CV
General Information
Full Name | Chengsong Zhang |
Languages | Chinese, English |
Education
- 2023-2025
M.S., Computer Science
University of Illinois, Urbana-Champaign
- 2021 - 2023
B.S.E., Computer Science and Engineering
University of Michigan, Ann Arbor
- 2019 - 2023
B.S.E., Electrical and Computer Engineering
Shanghai Jiao Tong University
Academic Interests
-
Stable Diffusion
- Image generation and inpainting
- Controllable video generation
-
Machine Learning Systems
- Distributed training
- Database for machine learning
Stable Diffusion Open Source Projects
- 07/2023 - Now
AnimateDiff for Stable Diffusion WebUI
- AnimateDiff is the state-of-the-art open-sourced AI video generator. By plug in several motion modules to Stable Diffusion UNet at runtime, it turns any stable diffusion checkpoints to video generators.
- This extension is the most popular and the most easy-to-use user interface for open-sourced video generation. It has a clean implementation yet several powerful features. I decoupled AnimateDiff from diffusers to a plug-and-play extension within A1111 WebUI.
- With the help of A1111 LoRA system and me patching LoRA loader, motion LoRAs can be applied without affecting any other LoRA and LyCORIS models.

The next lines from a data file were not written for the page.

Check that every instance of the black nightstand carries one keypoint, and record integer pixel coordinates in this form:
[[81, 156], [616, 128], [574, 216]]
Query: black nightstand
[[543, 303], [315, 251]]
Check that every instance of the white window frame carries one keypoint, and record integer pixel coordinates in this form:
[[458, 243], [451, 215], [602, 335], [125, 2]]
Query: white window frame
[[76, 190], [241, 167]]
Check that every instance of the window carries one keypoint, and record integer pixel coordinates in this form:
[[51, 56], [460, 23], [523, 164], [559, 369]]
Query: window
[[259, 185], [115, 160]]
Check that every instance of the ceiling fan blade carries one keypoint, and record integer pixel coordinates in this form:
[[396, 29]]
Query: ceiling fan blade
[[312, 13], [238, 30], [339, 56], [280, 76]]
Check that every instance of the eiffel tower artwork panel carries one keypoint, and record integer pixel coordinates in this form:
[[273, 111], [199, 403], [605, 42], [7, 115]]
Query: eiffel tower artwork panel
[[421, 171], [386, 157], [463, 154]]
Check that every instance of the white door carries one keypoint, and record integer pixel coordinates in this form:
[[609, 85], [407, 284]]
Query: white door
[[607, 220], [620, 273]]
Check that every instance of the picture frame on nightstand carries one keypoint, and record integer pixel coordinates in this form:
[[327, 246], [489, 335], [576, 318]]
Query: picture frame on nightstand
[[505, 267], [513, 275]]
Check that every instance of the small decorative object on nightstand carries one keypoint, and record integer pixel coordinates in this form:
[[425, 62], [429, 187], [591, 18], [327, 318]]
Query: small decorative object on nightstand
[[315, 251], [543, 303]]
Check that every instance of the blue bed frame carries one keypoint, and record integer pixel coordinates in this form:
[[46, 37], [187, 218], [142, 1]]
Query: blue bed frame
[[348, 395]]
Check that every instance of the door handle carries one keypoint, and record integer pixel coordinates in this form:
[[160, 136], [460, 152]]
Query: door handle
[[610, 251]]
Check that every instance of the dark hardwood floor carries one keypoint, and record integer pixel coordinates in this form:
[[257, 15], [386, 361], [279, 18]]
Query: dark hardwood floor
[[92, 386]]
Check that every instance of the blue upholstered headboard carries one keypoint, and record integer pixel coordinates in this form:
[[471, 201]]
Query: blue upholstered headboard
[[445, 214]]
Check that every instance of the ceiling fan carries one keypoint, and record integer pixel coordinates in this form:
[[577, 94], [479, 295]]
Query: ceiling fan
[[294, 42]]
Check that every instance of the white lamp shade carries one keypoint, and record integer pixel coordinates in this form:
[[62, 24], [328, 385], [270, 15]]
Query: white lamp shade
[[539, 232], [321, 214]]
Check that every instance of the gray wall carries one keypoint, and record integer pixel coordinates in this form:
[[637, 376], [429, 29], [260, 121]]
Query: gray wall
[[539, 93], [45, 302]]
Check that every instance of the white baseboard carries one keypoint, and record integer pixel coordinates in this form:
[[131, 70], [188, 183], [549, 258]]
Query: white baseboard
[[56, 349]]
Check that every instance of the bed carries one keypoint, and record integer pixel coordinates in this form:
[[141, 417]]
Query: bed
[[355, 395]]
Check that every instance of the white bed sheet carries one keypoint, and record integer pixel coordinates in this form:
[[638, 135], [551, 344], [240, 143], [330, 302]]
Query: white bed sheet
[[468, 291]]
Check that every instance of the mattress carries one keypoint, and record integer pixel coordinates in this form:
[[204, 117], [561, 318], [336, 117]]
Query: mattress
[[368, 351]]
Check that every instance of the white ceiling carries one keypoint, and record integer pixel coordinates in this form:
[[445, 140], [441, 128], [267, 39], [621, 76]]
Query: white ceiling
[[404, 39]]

- By interpolating prompt conditions, users can achieve smooth scene transfer from one prompt to another.
- By re-writing ControlNet main entry, this extension can do video-to-video transfer with the help of ControlNet. It has proven strong performance within the domain of 3D-to-2D and video style transfer, when several ControlNets are applied with AnimateDiff.
- Attention optimizations including xformers and scaled dot products significantly improve speed and reduce VRAM by 3x. Native FP8 support let users run 1024x1024 high-res video-to-video transfer with only 18GB VRAM cost. Native LCM samplers let users generate reasonable videos within 8 steps.
- 04/2023 - Now
Segment Anything for Stable Diffusion WebUI
- This extension can automatically create bounding boxes and masks by clicking on images or entering text prompts in A1111 WebUI, both in single images and in batch, with the help of GroundingDINO (a powerful text-to-bounding-box model) and Segment Anything.
- It can automatically send masks to Stable Diffusion or ControlNet for inpainting.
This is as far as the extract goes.